„Die Zielgruppe möchte keine Universaldilettanten“

Berater Top News von Martin Thaler

Existenzbedrohende Ansprüche

Auch wenn die spezifischen Risiken von Beruf zu Beruf unterschiedlich sind, gibt es im Hinblick auf den Versicherungsschutz bei den einzelnen Kammerberufen jedoch Gemeinsamkeiten. Unerlässlich – weil oftmals auch gesetzlich vorgeschrieben – ist die Berufshaftpflichtversicherung. Unter anderem Ärzte sind berufsrechtlich dazu verpflichtet, sich gegen Behandlungsfehler und damit verbundene Entschädigungsforderungen abzusichern. „Die Höhe der Ansprüche können für Ärzte schnell existenzbedrohend werden“, sagt Carsten Lutz, Leiter Produktmanagement Haftpflicht Heilwesen bei HDI. In den vergangenen Jahren seien die Schadenssummen je Schaden zudem „deutlich angestiegen“, wie Lutz bemerkt – bedingt unter anderem durch steigende Heilbehandlungskosten sowie die höhere Lebenserwartung der Betroffenen.

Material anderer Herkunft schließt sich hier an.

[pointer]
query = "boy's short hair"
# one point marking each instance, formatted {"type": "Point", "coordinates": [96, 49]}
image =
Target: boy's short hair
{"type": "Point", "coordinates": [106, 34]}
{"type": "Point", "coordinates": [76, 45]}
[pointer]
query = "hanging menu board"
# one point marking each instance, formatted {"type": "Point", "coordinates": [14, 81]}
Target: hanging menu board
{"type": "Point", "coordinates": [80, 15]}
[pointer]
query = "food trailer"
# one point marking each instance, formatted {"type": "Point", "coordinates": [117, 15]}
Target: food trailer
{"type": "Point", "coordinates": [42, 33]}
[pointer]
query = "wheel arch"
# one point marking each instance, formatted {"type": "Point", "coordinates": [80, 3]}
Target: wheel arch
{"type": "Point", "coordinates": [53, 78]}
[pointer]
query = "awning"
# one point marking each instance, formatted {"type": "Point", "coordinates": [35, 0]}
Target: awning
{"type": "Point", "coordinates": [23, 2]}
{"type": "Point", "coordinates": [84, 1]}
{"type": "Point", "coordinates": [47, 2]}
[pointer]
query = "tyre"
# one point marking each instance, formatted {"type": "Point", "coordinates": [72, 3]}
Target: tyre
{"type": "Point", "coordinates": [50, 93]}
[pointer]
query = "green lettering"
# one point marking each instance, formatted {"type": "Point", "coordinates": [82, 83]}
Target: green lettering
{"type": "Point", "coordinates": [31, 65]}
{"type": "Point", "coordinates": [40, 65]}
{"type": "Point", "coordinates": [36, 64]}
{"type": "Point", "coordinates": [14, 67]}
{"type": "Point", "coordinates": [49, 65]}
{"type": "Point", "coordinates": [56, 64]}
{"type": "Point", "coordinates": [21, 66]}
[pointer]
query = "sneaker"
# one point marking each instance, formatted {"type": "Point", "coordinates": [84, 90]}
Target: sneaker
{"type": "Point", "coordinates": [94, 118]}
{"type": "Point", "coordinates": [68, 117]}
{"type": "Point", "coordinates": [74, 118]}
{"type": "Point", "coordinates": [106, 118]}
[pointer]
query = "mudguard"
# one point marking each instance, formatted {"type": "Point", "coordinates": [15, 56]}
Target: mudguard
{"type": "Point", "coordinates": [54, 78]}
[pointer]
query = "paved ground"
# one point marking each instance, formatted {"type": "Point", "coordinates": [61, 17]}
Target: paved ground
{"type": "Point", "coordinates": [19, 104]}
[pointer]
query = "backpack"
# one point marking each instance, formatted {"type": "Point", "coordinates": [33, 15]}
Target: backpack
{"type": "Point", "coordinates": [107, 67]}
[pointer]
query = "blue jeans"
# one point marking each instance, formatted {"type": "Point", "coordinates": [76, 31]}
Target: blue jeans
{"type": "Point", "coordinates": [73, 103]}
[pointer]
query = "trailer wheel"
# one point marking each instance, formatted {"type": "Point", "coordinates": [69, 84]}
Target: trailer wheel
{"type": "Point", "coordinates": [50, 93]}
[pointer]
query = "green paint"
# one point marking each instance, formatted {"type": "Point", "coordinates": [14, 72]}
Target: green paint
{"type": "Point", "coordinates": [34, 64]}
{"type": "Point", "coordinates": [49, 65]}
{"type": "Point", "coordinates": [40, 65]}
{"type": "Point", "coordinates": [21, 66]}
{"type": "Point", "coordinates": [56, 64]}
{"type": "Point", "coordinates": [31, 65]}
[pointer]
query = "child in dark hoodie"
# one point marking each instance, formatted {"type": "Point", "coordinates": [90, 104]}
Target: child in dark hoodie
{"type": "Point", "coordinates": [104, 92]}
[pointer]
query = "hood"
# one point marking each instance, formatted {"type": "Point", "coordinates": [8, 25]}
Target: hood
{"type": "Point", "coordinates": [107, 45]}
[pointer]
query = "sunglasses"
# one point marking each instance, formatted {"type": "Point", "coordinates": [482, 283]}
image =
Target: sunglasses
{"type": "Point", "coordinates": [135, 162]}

Damit Ärzte auf der sicheren Seite sind, sollten Makler unbedingt auf eine ausreichende Versicherungssumme (5 Millionen Euro) achten, rät Lutz. Auch berufliche Änderungen sollten stets Anlass für eine Überprüfung des Versicherungsschutzes bieten. So war in der Vergangenheit beispielsweise der sogenannte Off-Label-Use von Medikamenten nicht standardmäßig im Versicherungsschutz eingeschlossen. Auch die Absicherung von Cyber-Risiken ist für Ärzte, Apotheker und andere Kammerberufe von hoher Bedeutung. Patientenbriefe, Gutachten, Abrechnungen – sensible Daten sind in den Systemen von Ärzten und Apothekern gespeichert. Zudem können Cyber-Attacken für Ärzte und Apotheker schnell eine strafrechtliche Bedeutung bekommen. Gemäß DSGVO sind sie nämlich verpflichtet Cyber-Vorfälle, egal wie geringfügig, innerhalb von 72 Stunden bei den zuständigen Aufsichtsbehörden zu melden. „Sie schaffen es in dieser Frist aber nicht, da sie beruflich zu sehr eingebunden sind“, sagt Jeinsen. „Und so wird der kleinste Cyber-Vorfall aufgrund der Nichteinhaltung der Obliegenheiten zum Straftatbestand. Apotheker haben nicht in erster Linie Angst vor den finanziellen Schäden einer Cyber-Attacke, sondern vor der Staatsanwaltschaft im Haus.“ Benötigt werde also eine Police, die eine permanente Verfügbarkeit externer Experten beinhalte (IT-Forensiker, Rechtsdienstleister, Lettershop).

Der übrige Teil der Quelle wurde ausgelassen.